The opinion of the court was delivered by: SNYDER
This is an action filed pursuant to Section 205(g) of the Social Security Act, 42 U.S.C.A. Section 405(g), wherein the plaintiff seeks a review of the decision of the Secretary of Health, Education and Welfare denying his claim, filed on January 5, 1973, for disability insurance benefits and for a period of disability under Sections 223 and 216(i) of the Social Security Act, 42 U.S.C.A. Section 423 and Section 416(i).
A Complaint was duly filed in the United States District Court for the Western District of Pennsylvania pursuant to Section 205(g), supra. In response, defendant filed an Answer and a certified copy of the administrative transcript as required by Section 205(g), supra. Subsequently, defendant filed a Motion for Summary Judgment. Counsel for the respective parties have filed written briefs in support of their positions on the motion and have agreed to waive oral argument. Upon review of the administrative record, the pleadings, and the briefs of counsel, the Court is compelled to grant the Motion for Summary Judgment.
The scope of judicial review is set forth in the statute as follows:
"The court shall have power to enter, upon the pleadings and transcript of the record, a judgment affirming, modifying, or reversing the decision of the Secretary, with or without, remanding the cause for a rehearing. The findings of the Secretary as to any fact, if supported by substantial evidence, shall be conclusive. . . . "
Under this section and under the Administrative Procedure Act, 5 U.S.C.A. Section 706:
"Our review of the hearing examiner's findings is limited to 'ascertaining whether on the record as a whole there is substantial evidence to support the Secretary's findings of fact'."

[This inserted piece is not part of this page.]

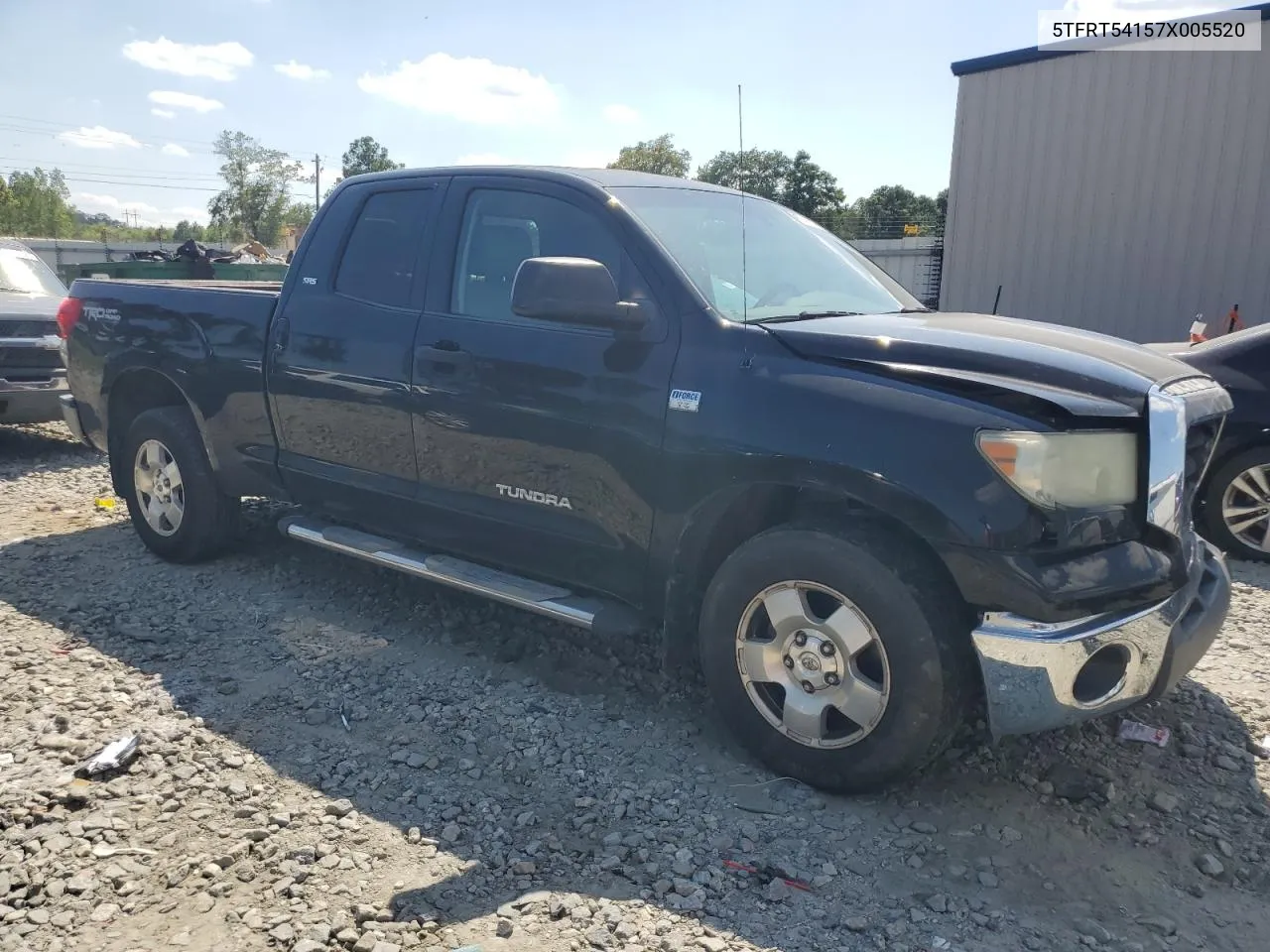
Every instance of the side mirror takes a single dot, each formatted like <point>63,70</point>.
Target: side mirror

Plaintiff claims a disability resulting from pneumoconiosis with concomitant tuberculosis infection; osteoarthritis of the mid-cervical region with nerve compression; and cervical pain. On June 25, 1971, at age 41, the plaintiff allegedly quit work as a result of a pain in his chest, back pain, tiredness and dizziness. His own doctor recommended that he quit work as a miner. On June 28, 1971 an evaluation was done by Dr. M.C. Williams, a specialist in internal medicine. At that time, the plaintiff stated that he was barely able to do his work in the mines. Dr. Williams performed an external pulmonary spirogram (a tracing or graph of respiratory movements) which was felt to be within normal limits. The following day an arterial blood gas analysis was performed and it was concluded that this study was within normal limits. However, chest X-rays taken on June 28, 1971 showed pneumoconiosis with coalescence of nodules. Dr. Williams' medical conclusion was then set forth as follows:
"I feel that Mr. Pisarcik's dyspena is most likely on the basis of his pneumoconiosis. There may be some emotional factors here, but I feel that his pneumoconiosis is fairly extensive. I feel that further exposure to dust should be eliminated and attempts at rehabilitation to a line of work where dust exposure would not be a hazard is indicated. I feel that the man's progress is guarded. I certainly feel that rehabilitation to a different line of work should be possible if the patient's self-motivation is sufficient."